Overall leasing activity slowed in the first quarter, with 5.8 million square feet leased, according to Cushman’s statistics, down 24 percent from 7.6 million square feet in the first quarter of 2011. But, the average asking rent for Manhattan office space hit $58.90 per square foot at the end of March — an increase of 7.6 percent year-over-year. The three major submarkets – Midtown, Midtown South and Downtown – all saw increases, of 1.9 percent, 5.6 percent and 0.8 percent, respectively.

The Manhattan-wide vacancy rate remained consistent in the first quarter and hovered around 9 percent, Harbert said. Despite more inventory slated to come on the market at the World Trade Center site, Cushman predicted the vacancy rate would fall even further — to 8 percent in the next two years — especially if the financial sector returns to its former strength.

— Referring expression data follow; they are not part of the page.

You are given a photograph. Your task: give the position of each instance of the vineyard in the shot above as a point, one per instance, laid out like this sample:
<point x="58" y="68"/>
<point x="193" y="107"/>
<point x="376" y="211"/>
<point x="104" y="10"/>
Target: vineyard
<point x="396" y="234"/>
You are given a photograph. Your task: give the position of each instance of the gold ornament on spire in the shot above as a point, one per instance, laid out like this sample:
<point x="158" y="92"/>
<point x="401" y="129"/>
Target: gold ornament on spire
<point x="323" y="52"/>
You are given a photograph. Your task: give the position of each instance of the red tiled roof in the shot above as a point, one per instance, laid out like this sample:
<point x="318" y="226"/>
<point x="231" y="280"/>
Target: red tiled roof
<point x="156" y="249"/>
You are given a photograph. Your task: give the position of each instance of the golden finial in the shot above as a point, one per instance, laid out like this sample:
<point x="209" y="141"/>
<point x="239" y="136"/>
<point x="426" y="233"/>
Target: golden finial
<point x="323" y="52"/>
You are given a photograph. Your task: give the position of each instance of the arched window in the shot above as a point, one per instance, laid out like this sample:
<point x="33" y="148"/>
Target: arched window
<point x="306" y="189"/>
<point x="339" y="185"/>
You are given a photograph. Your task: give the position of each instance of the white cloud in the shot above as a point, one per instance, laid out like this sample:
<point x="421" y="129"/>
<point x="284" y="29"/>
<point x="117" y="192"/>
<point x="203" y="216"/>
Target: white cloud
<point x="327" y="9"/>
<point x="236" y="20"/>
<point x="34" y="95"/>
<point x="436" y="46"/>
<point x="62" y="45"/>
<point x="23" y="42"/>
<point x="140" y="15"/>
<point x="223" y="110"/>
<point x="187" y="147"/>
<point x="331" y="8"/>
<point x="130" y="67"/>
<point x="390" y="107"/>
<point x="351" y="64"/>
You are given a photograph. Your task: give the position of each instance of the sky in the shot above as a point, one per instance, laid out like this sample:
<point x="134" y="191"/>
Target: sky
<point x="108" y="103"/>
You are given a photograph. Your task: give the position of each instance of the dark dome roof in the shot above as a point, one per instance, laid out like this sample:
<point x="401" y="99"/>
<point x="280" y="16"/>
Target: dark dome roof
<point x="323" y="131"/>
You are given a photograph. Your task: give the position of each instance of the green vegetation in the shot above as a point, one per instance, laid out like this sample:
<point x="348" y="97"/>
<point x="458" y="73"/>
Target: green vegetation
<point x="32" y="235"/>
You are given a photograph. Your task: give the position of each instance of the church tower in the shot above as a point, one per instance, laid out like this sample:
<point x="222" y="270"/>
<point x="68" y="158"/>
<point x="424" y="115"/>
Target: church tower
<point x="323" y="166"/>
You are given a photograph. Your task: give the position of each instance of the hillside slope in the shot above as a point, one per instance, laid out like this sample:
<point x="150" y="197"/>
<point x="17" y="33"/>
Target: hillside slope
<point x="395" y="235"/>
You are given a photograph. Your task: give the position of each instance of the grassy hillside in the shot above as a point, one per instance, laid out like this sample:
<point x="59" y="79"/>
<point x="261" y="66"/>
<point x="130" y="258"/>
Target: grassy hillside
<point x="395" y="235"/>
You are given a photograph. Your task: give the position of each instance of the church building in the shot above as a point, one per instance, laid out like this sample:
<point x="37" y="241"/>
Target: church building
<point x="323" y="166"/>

In Midtown South, which has seen the lowest vacancy rate and the fastest growth in asking rent among the three markets, Class A office space had an average asking rent of $67.52 in the first quarter, up from $57.44, an increase of $10.08 from last quarter. The market also had a 33 percent increase in average asking rent year-over-year, bringing the average to only $4.56 less than that for Class A Midtown properties, though Midtown remains the priciest market in Manhattan. Downtown, the market was steady, with a vacancy rate of 9.2 percent, down from 9.5 percent last quarter. Asking rents increased to $40.37 per square foot, up $0.49, or 1.2 percent, from last quarter in that market.